Le Kaw-djer sortit sur le seuil de sa maison.

Il faisait ce jour-là un temps de dégel. Sous l’influence d’une humide brise de l’Ouest, la neige avait fondu. Devant lui, c’était un lac de boue, au-dessus duquel traînaient des vapeurs, brumailles en bas, en haut nuages, qui, les uns après les autres, se déversaient en cataractes sur le sol détrempé. Impuissant à percer le brouillard, le regard à cent pas ne distinguait plus rien. Au-delà, tout disparaissait dans un mystère. On n’apercevait même pas la mer, qui, abritée par la côte, battait le rivage de vagues paresseuses et comme alanguies par la tristesse générale des choses.

« Kaw-djer !… » appela la voix dans la brume.

Presque étouffée par l’éloignement, cette voix, venue du côté de la rivière, arrivait au Kaw-djer comme une plainte.

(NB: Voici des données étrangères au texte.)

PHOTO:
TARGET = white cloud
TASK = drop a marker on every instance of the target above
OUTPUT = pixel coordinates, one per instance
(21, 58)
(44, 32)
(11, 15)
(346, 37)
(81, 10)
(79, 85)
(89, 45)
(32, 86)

Celui-ci se hâta et bientôt il atteignit la rive. Spectacle pitoyable ! Sur l’autre berge, séparés de lui par l’eau rapide que la destruction du pont rendait infranchissable, une centaine d’hommes se traînaient. Des hommes ? Des spectres plutôt, ces êtres décharnés, en haillons. Dès qu’ils aperçurent celui qui incarnait leur espoir, ils se redressèrent à la fois et, d’un même mouvement, tendirent vers lui leurs bras suppliants.

« Kaw-djer !… appelaient-ils à l’unisson. Kaw-djer !… »

Celui dont ils réclamaient ainsi le secours frémit dans tout son être. Quelle catastrophe s’était donc abattue sur Libéria pour que ses habitants fussent réduits à un si affreux dénuement ?

Le Kaw-djer, ayant du geste encouragé ces malheureux, appela à son aide. En moins d’une heure, Halg, Hartlepool et Karroly eurent rétabli le tablier du ponceau et il passa sur la rive droite. Aussitôt un cercle de visages anxieux l’entoura. Leur aspect eût troublé le cœur le plus dur. Quelles fièvres brûlaient dans ces yeux caves !

Mais une sorte de joie les illuminait maintenant. Le bienfaiteur, le sauveur était là. Et les pauvres hères entouraient le Kaw-djer, ils se pressaient contre lui, ils touchaient ses vêtements, tandis que dans les gorges contractées gloussaient comme des rires de confiance et de joie.